Après la Seconde Guerre mondiale et l'Holocauste nazi contre les juifs, plus
personne n'avait de doutes sur le caractère réactionnaire des tentatives
d'imposer une identité nationale commune sur la base des préjugés religieux ou culturels
qu'un groupe pouvait nourrir contre un autre.
Ces principes font maintenant l'objet d'attaques soutenues, avec les
musulmans étant le plus souvent les boucs émissaires commodes pour justifier
des mesures qui plus tard pourront être utilisées contre la population entière.
A travers l'Europe, des politiques sont en train d'être adoptées contre les
musulmans, comme l'interdiction du foulard islamique en France et dans certains
Etats allemands, et même le refus d'accorder des allocations d'aide sociale aux
femmes voilées dans certaines régions de la Belgique. Parallèlement à ceci, il
y a eu la publication des caricatures dépeignant le prophète Mohammed comme un auteur
d'attentat suicide — sous prétexte de la liberté d'expression — et des demandes
de l'Union européenne pour des lois réglementant ce qui peut être enseigné dans
les mosquées.
Comme dans les années 30, cette tentative d'empoisonner le discours social
en cultivant le racisme et la xénophobie est liée au retour du colonialisme
impérial par la bourgeoisie de l'Europe
Il y a peu d'hommes dans le monde aujourd'hui qui ont moins le droit
d'initier un débat sur le droit des femmes musulmans ou sur la cohésion sociale
que Jack Straw. Il devrait être classifié au côté de Blair, Bush et semblables
comme criminel de guerre et ennemi de la liberté démocratique.
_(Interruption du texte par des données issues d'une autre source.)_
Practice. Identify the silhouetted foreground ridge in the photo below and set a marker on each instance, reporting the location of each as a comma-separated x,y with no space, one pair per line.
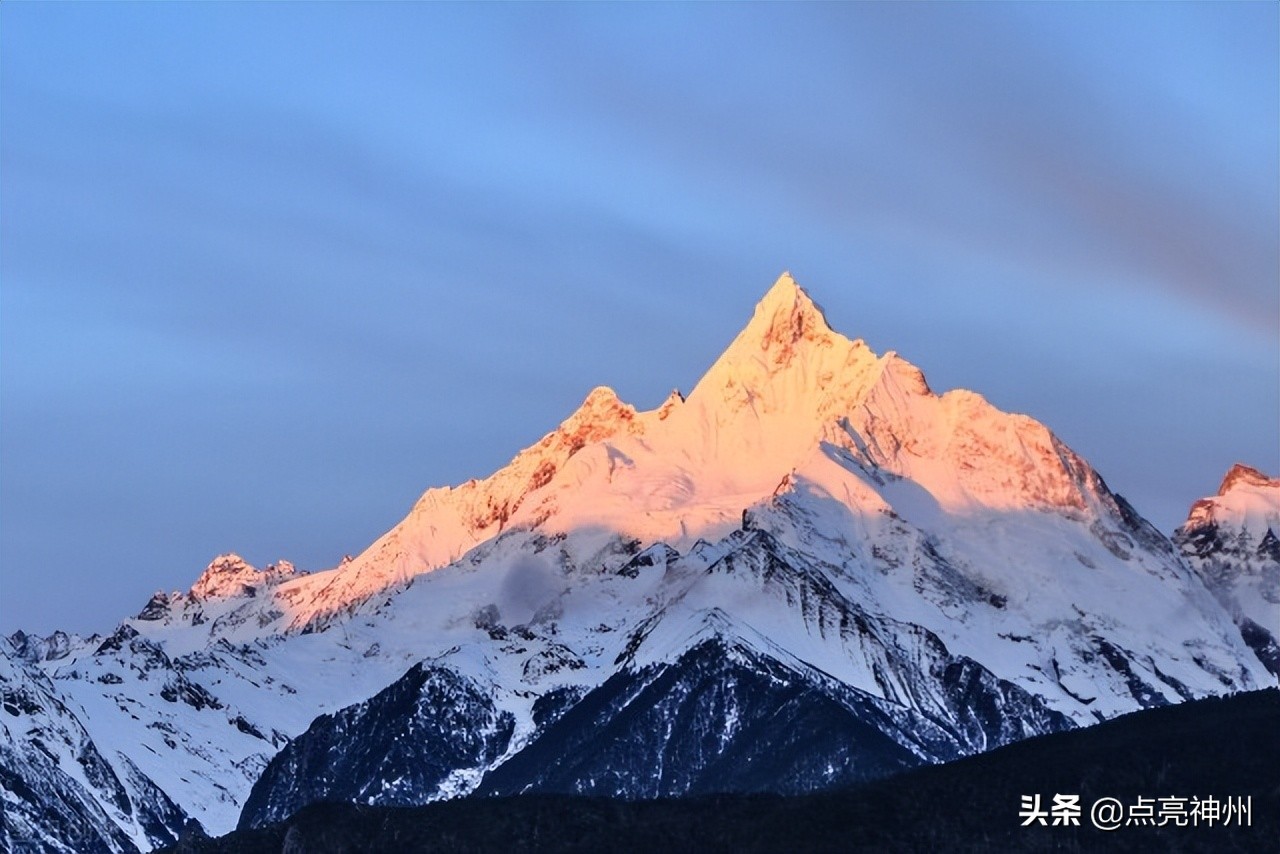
1206,748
Straw était ministre de l'Intérieur de 1997 à 2001 et ensuite ministre des Affaires
étrangères jusqu'en 2005. En tant que ministre de l'Intérieur il a présidé à
l'extension des lois antiterroristes et aux restrictions des procès devant
jury. Comme ministre des Affaires étrangères, il a joué un rôle crucial dans la
campagne de fabrication de mensonges et de désinformation développée pour
justifier l'invasion de l'Irak.
Ce sont ces considérations qui forment son intervention et animent la préoccupation
aujourd’hui à la mode au sein de la couche des libéraux et des sociaux-démocrates
envers l'oppression des femmes par l'Islam — dont on peut anticiper que certains
membres viendront à la défense de Straw. Les travailleurs doivent, au
contraire, s'opposer à toute tentative de nourrir les préjugés anti-musulmans,
et toutes propositions qui réduiraient la liberté de religion et civile. C'est
une composante essentielle de la lutte contre le militarisme et la guerre.